We must have Christ in our hearts, that He may shine forth from our lives.
He that has his trust set upon God does not need to dread anything except the weakening or the paralyzing of that trust.
If you want to live in this world, doing the duty of life, knowing the blessings of it, doing your work heartily, and yet not absorbed by it, remember that the one power whereby you can so act is, that all shall be consecrated to Christ, and done for His sake.
Love is the only fire that is hot enough to melt the iron obstinacy of a creatures's will.
God is His own motive. His love is not drawn out by our loveableness, but wells up, like an artesian spring, from the depths of His nature.
Love is the foundation of all obedience.
Every life has dark tracts and long stretches of somber tint, and no representation is true to fact which dips its pencil only in light, and flings no shadows on the canvas.
Death is but a passage. It is not a house, it is only a vestibule. The grave has a door on its inner side.
Transiency is stamped on all our possessions, occupations, and delights. We have the hunger for eternity in our souls, the thought of eternity in our hearts, the destination for eternity written on our inmost being, and the need to ally ourselves with eternity proclaimed by the most short-lived trifles of time. Either these things will be the blessing or the curse of our lives. Which do yon mean that they shall be for you?
If you would win the world, melt it, do not hammer it.
You must cast yourself on God's gospel with all your weight, without any hanging back, without any doubt, without even the shadow of a suspicion that it will give.
The root of all steadfastness is in consecration to God.
In making our decisions, we must use the brains that God has given us. But we must also use our hearts which He also gave us. A man who has not learned to say, No -who is not resolved that he will take God's way, in spite of every dog that can bay or bark at him, in spite of every silvery choice that woos him aside-will be a weak and a wretched man till he dies.
As we look upon that agony and those tearful prayers, let us not only look with thankfulness; but let that kneeling Saviour teach us that in prayer alone can we be forearmed against our lesser sorrows; that strength to bear flows into the heart that is opened in supplication; and that a sorrow which we are made able to endure is more truly conquered than a sorrow which we avoid
It is not the thinker who is the true king of men, as we sometimes hear it proudly said. We need one who will not only show, but be the Truth; who will not only point, but open and be the Way; who will not only communicate thought, but give, because He is the Life. Not the rabbi's pulpit, nor the teacher's desk, still less the gilded chairs of earthly monarchs, least of all the' tents of conquerors, are the throne of the true king. He rules from the cross.
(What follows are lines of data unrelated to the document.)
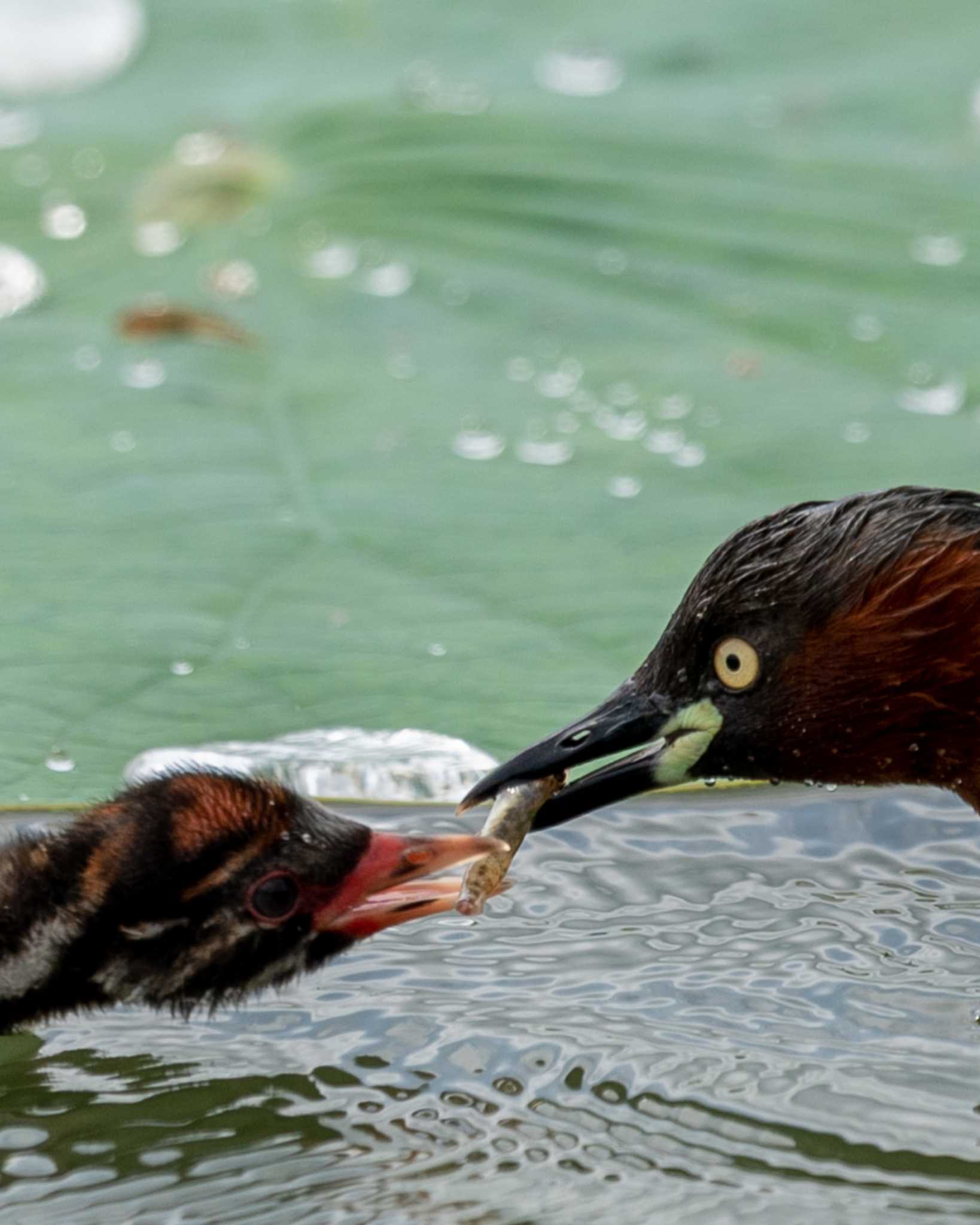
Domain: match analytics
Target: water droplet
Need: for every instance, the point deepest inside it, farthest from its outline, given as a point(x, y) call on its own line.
point(233, 279)
point(520, 369)
point(930, 395)
point(622, 426)
point(940, 250)
point(200, 148)
point(866, 328)
point(332, 261)
point(54, 47)
point(664, 443)
point(21, 281)
point(145, 374)
point(610, 261)
point(478, 445)
point(63, 221)
point(558, 384)
point(157, 238)
point(579, 74)
point(87, 358)
point(389, 279)
point(17, 128)
point(59, 762)
point(89, 163)
point(624, 487)
point(539, 449)
point(856, 431)
point(31, 170)
point(691, 455)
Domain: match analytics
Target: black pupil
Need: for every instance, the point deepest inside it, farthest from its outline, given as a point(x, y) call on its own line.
point(276, 897)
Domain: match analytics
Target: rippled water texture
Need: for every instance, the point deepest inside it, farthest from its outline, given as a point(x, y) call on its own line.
point(714, 1007)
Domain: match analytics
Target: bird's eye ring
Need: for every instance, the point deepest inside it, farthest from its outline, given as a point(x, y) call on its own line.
point(736, 663)
point(275, 898)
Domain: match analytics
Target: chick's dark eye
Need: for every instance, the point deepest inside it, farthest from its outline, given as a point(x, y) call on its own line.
point(275, 898)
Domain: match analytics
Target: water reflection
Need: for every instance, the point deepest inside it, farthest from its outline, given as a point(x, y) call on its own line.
point(710, 1004)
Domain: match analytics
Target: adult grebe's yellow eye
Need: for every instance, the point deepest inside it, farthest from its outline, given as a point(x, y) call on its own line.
point(736, 663)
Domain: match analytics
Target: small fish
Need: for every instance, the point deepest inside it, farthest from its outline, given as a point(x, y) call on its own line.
point(161, 320)
point(510, 819)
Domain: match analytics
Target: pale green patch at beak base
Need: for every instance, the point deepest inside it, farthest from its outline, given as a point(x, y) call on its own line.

If you would have clear and irrefragable for a perpetual joy, a glory and a defense, the unwavering confidence, "I am Thy child," go to God's throne, and lie down at the foot of it, and let the first thought be, "My Father in heaven;" and that will brighten, that will establish, that will make omnipotent in your life, the witness of the Spirit that you are the child of God.
Trust Christ! and a great benediction of tranquil repose comes down upon the calm mind and the tranquil heart.
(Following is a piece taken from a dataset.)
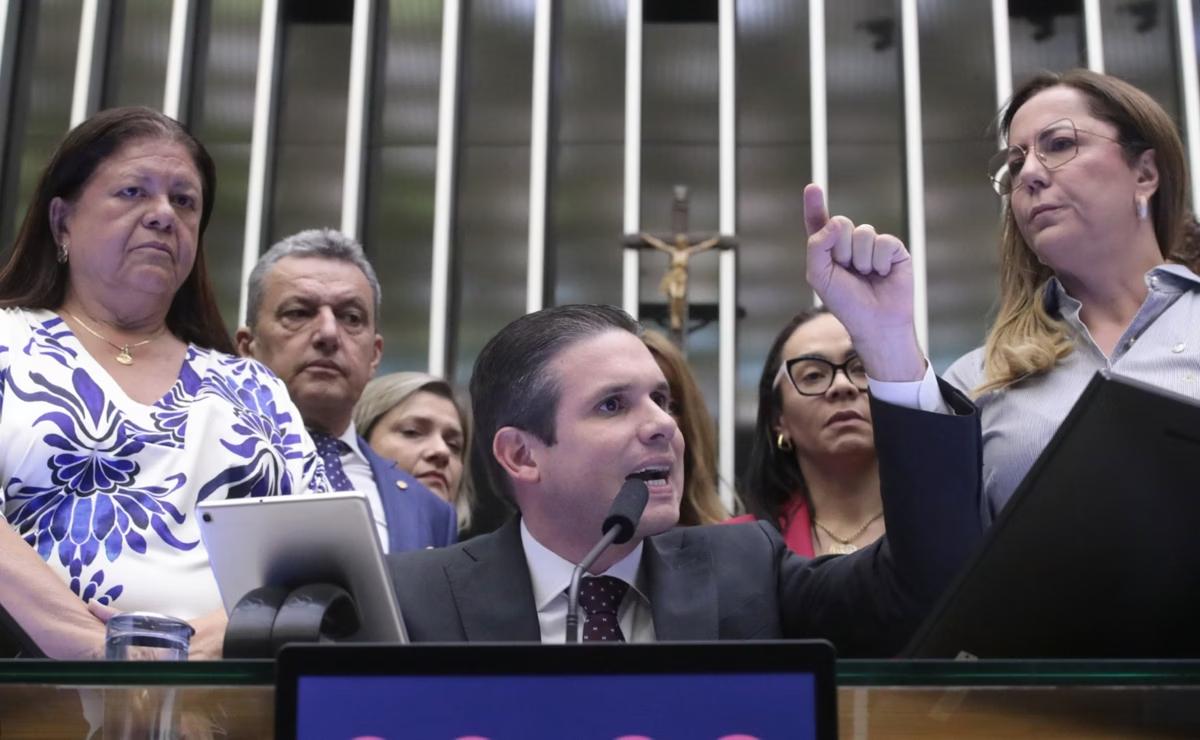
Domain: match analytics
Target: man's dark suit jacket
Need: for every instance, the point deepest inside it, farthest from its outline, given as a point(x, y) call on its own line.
point(741, 581)
point(417, 517)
Unless we are wedded to Jesus Christ by the simple act of trust in His mercy and His power, Christ is nothing to us.
We believe that the history of the world is but the history of His influence and that the center of the whole universe is the cross of Calvary.
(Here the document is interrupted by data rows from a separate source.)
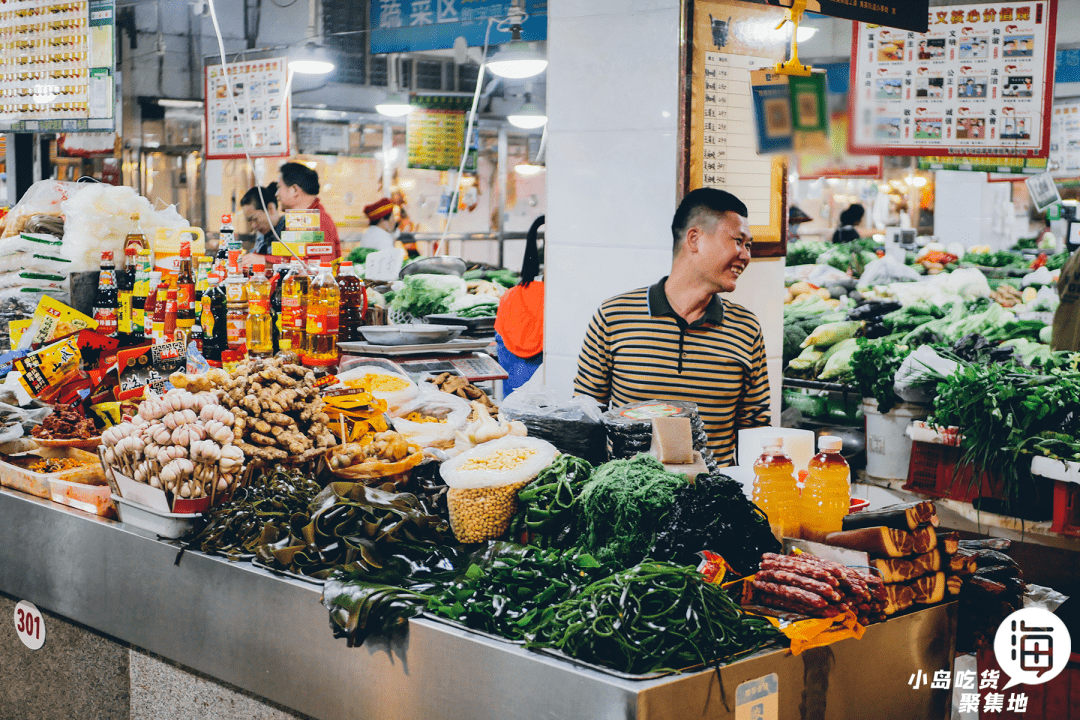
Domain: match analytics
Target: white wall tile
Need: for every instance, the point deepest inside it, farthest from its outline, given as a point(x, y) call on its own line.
point(760, 289)
point(615, 189)
point(613, 72)
point(561, 9)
The tears of Christ are the pity of God. The gentleness of Jesus is the long-suffering of God. The tenderness of Jesus is the love of God. He that hath seen me hath seen the Father.
Seek to cultivate a buoyant, joyous sense of the crowded kindnesses of God in your daily life.
That is faith, cleaving to Christ, twining round Him with all the tendrils of our heart, as the vine does round its support.
Kindness does not require us to be blind to facts or to live in fancies, but it does require us to cherish a habit of goodwill, ready to show pity if sorrow appears, and slow to turn away even if hostility appears.
To pursue joy is to lose it. The only way to get it is to follow steadily the path of duty.
Christ wrought out His perfect obedience as a man, through temptation, and by suffering.